É também um dos melhores exemplos de um collectathon bem feito. As bananas estão por todo o lado, claro — seria estranho se não estivessem — mas o verdadeiro prazer está em encontrar as peças de puzzle, as letras K, O, N e G e os minijogos secretos. E aqui o jogo é generoso sem ser óbvio. Muitas vezes não basta olhar: é preciso experimentar. Apanhar todas as bananas de uma fileira pode revelar um segredo, derrotar certos inimigos pode abrir passagens, e há momentos em que simplesmente temos de confiar no nosso instinto e saltar para o invisível. A recompensa? Não é só a peça de puzzle. É a sensação de descoberta. De termos lido bem o nível, de termos pensado como o designer. E isso, num jogo que podia viver apenas de reflexos, é um prazer raro.

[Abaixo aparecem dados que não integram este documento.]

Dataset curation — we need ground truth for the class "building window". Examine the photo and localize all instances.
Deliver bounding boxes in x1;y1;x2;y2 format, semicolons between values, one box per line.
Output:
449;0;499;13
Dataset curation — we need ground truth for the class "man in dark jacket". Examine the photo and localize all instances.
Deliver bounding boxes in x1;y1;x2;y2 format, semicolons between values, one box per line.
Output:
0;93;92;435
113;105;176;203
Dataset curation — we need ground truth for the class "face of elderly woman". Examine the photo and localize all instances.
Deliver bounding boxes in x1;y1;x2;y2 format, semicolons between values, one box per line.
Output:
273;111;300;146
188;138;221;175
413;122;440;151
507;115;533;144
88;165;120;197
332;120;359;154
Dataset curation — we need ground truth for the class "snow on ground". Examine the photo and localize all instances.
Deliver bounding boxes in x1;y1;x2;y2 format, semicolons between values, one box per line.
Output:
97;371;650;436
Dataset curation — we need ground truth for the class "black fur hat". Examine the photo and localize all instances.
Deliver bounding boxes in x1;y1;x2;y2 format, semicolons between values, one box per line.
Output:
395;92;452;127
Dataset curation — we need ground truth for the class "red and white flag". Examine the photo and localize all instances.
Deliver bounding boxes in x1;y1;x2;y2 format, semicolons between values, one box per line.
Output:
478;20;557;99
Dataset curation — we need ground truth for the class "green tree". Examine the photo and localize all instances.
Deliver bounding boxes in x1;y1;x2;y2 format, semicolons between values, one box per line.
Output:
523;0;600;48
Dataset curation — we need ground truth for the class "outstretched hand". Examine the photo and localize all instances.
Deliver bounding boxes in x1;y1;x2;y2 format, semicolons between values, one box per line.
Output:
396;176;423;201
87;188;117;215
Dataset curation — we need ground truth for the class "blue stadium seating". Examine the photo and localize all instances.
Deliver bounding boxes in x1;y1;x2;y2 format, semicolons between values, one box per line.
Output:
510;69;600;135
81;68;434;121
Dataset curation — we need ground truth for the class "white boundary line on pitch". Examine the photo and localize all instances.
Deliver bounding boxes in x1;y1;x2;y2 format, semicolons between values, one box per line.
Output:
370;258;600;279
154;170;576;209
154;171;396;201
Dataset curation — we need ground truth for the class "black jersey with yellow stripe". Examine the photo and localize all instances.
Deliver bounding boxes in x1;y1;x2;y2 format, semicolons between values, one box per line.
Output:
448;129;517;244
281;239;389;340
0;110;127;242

São tão bons os níveis onde se parte tudo é todos com o rinoceronte, mas tenham cuidado, o desafio também está lá.
Visualmente, o trabalho feito nesta versão HD é mais do que uma camada de verniz. A clareza visual é talvez a maior conquista gráfica aqui. Os fundos continuam detalhados e cheios de personalidade, mas o que interessa — plataformas, inimigos, objetos interativos — está mais limpo, mais nítido, mais legível. Num jogo onde a morte pode vir de um só passo em falso, esta clareza é tudo. Cada cor tem propósito, cada forma serve uma função. E mesmo com toda esta funcionalidade, há espaço para exuberância. O jogo continua a ser um colosso visual de selvas, praias, fábricas e montanhas — cada ambiente com personalidade própria, ritmos próprios e ideias novas.
Alguns níveis optam por mecânicas mais ousadas, como os segmentos em foguetes ou carrinhos de mina — herdeiros espirituais daquele espírito Flappy Bird, onde um toque errado significa falhar tudo. São, de longe, os momentos mais frustrantes. Mas também os mais recompensadores. Porque quando finalmente acertamos o ritmo, quando passamos por entre colunas de fogo ou evitamos uma sequência de explosões com um único coração de vida, o alívio transforma-se em vitória. Estes níveis não são injustos — são brutais. E por isso mesmo, memoráveis.
É por isso que custa aceitar a presença do modo moderno. Distorce a experiência. Não por mudar o conteúdo, mas por diluí-lo. Mais corações, mais itens, mais ajudas, menos tensão. Para muitos, isto será uma benção — um acesso facilitado a um jogo exigente. Mas para quem aprecia o jogo como ele foi concebido, o modo moderno é um ruído. Uma tentativa de suavizar o que devia manter-se áspero. Donkey Kong não precisa de almofadas. Precisa de espaço para ser o que é: um teste honesto à habilidade, à leitura visual e ao nervo do jogador. Agora que vão avisados é só escolherem Classic Mode e está tudo bem.
Para questões de transparência: há também um modo multijogador cooperativo para duas pessoas. No entanto, não pude experimentá-lo por não ter com quem jogar para efeitos de crítica.

Festejar uma descoberta, um novo minijogo, porque Donkey Kong Country Returns é exímio a fazê-lo.
Esta reedição é importante por vários motivos. Um deles é devolver um clássico da era Wii a uma nova geração de jogadores — muitos deles provavelmente nunca jogaram esta versão, só conhecem o Tropical Freeze, ou nem isso. Outro é preparar o palco para Bananza, já anunciado para a próxima consola da Nintendo. E outro ainda, talvez o mais simbólico, é lembrar-nos do que a Nintendo era capaz de fazer quando apostava num jogo difícil, exigente e simultaneamente acessível por mérito de design — não por facilitismo.
Donkey Kong Country Returns HD não é só um regresso. É uma lição. Uma lição de ritmo, de precisão, de recompensa. Uma lição de que um bom jogo não precisa de desculpas para ser difícil. Precisa apenas de ser justo. E aqui, justiça nunca faltou.